Nachtschichten

Dokumentation, A 2010
Durch die Nacht in Berlin

Durch die Nacht in Berlin

Der Dokufilm "Nachtschichten" von Ivette Löcker ist seinen Protagonisten stets auf den Fersen, wenn sich die Regisseurin mit Graffitisprayern für ihre verbotenen Tätigkeiten an Eisenbahnwaggons heranpirscht. Löcker zeigt die Ängste ihrer "Nachteulen" ebenso wie deren Sehnsüchte und deren Zufriedenheit mit dem schützenden Mantel der Dunkelheit.

Eine Wachschutzfrau füttert während ihrer nächtlichen Kontrollrunde in der eisigen Winterkälte eine Ente, die sich auf das Industriegelände verirrt hat.
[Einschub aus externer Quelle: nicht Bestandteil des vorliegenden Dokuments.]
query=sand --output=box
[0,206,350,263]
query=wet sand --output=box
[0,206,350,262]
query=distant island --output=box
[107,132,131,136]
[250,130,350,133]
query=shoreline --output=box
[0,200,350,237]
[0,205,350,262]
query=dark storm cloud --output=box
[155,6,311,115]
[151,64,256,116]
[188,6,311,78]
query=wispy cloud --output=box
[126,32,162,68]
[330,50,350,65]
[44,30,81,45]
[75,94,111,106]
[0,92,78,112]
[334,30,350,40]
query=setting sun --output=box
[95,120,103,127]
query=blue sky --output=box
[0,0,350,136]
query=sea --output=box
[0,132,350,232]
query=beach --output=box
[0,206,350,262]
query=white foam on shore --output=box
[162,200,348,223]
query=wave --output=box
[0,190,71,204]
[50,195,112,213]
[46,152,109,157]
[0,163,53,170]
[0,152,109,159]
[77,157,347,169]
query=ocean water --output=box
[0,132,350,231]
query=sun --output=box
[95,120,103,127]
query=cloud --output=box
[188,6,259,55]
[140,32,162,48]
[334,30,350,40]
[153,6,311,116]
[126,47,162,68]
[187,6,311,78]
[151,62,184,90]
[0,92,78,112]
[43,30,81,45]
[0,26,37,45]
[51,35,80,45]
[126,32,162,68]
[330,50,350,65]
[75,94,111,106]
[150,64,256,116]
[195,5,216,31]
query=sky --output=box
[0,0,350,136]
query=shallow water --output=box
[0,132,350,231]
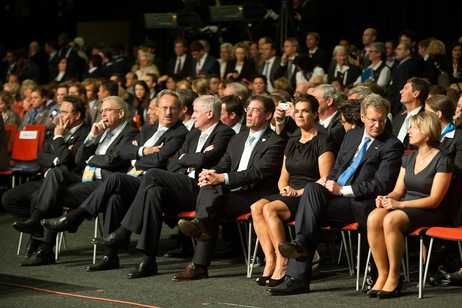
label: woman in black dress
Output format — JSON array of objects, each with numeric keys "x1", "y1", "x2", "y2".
[
  {"x1": 367, "y1": 112, "x2": 452, "y2": 298},
  {"x1": 251, "y1": 94, "x2": 335, "y2": 286}
]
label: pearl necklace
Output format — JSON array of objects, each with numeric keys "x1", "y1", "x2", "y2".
[{"x1": 420, "y1": 148, "x2": 435, "y2": 165}]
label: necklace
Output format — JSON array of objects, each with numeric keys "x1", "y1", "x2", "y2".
[{"x1": 420, "y1": 148, "x2": 435, "y2": 165}]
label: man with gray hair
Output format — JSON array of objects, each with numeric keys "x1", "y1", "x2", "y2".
[
  {"x1": 42, "y1": 90, "x2": 188, "y2": 271},
  {"x1": 313, "y1": 84, "x2": 345, "y2": 149},
  {"x1": 88, "y1": 95, "x2": 234, "y2": 278},
  {"x1": 13, "y1": 96, "x2": 138, "y2": 265}
]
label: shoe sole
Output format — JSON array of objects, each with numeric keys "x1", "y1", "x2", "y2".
[{"x1": 178, "y1": 220, "x2": 210, "y2": 242}]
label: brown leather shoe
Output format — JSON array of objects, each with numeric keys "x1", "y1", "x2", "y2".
[
  {"x1": 178, "y1": 219, "x2": 210, "y2": 242},
  {"x1": 172, "y1": 262, "x2": 209, "y2": 281}
]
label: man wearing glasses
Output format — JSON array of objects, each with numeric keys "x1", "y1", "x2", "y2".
[{"x1": 268, "y1": 94, "x2": 403, "y2": 295}]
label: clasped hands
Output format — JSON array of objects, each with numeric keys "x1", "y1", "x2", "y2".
[
  {"x1": 375, "y1": 196, "x2": 402, "y2": 211},
  {"x1": 316, "y1": 177, "x2": 343, "y2": 196}
]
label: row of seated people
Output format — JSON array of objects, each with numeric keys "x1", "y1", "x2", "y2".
[{"x1": 2, "y1": 79, "x2": 462, "y2": 294}]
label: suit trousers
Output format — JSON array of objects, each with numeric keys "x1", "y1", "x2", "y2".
[
  {"x1": 121, "y1": 168, "x2": 199, "y2": 256},
  {"x1": 192, "y1": 185, "x2": 261, "y2": 266},
  {"x1": 80, "y1": 172, "x2": 142, "y2": 236},
  {"x1": 286, "y1": 183, "x2": 356, "y2": 282}
]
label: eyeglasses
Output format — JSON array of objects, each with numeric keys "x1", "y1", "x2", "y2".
[
  {"x1": 99, "y1": 108, "x2": 122, "y2": 114},
  {"x1": 364, "y1": 115, "x2": 387, "y2": 124}
]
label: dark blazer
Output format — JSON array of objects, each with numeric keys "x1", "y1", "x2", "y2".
[
  {"x1": 315, "y1": 112, "x2": 345, "y2": 149},
  {"x1": 167, "y1": 121, "x2": 235, "y2": 178},
  {"x1": 393, "y1": 107, "x2": 425, "y2": 150},
  {"x1": 327, "y1": 61, "x2": 362, "y2": 88},
  {"x1": 387, "y1": 58, "x2": 418, "y2": 116},
  {"x1": 328, "y1": 128, "x2": 403, "y2": 200},
  {"x1": 193, "y1": 54, "x2": 220, "y2": 76},
  {"x1": 120, "y1": 120, "x2": 189, "y2": 170},
  {"x1": 75, "y1": 123, "x2": 139, "y2": 180},
  {"x1": 167, "y1": 54, "x2": 196, "y2": 78},
  {"x1": 212, "y1": 126, "x2": 286, "y2": 196},
  {"x1": 37, "y1": 122, "x2": 90, "y2": 172},
  {"x1": 224, "y1": 59, "x2": 257, "y2": 81},
  {"x1": 258, "y1": 56, "x2": 281, "y2": 89},
  {"x1": 276, "y1": 55, "x2": 300, "y2": 89}
]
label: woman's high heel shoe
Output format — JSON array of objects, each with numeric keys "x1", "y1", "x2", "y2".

Ein Obdachloser sucht im Schneetreiben nach einem trockenen Schlafplatz, der ihm Schutz gewährt. Ein Nachtwanderer flieht vor seiner Ruhelosigkeit hinaus in die mondhelle Nacht und findet Trost in der Schönheit der nächtlichen Stadt.

Der Film zeigt Menschen in Berlin, die tagsüber unsichtbar bleiben und die Nacht für ihre Existenz gewählt haben. Die Idee war, sie auf ihren Wegen durch die Nacht zu begleiten, um die Motive für ihren versetzten Lebensrhythmus zu ergründen und die Gestalt und Ordnung der heutigen Großstadtnacht erfahrbar zu machen. Manche arbeiten und leben freiwillig in der Nacht, andere hat das Schicksal dazu gezwungen; wieder andere nutzen die Dunkelheit, um im Geheimen zu operieren, manche finden in ihr ein neues Zuhause.

Bei der Diagonale 2011 wurde "Nachtschichten" zum "besten Dokumentarfilm" gekürt.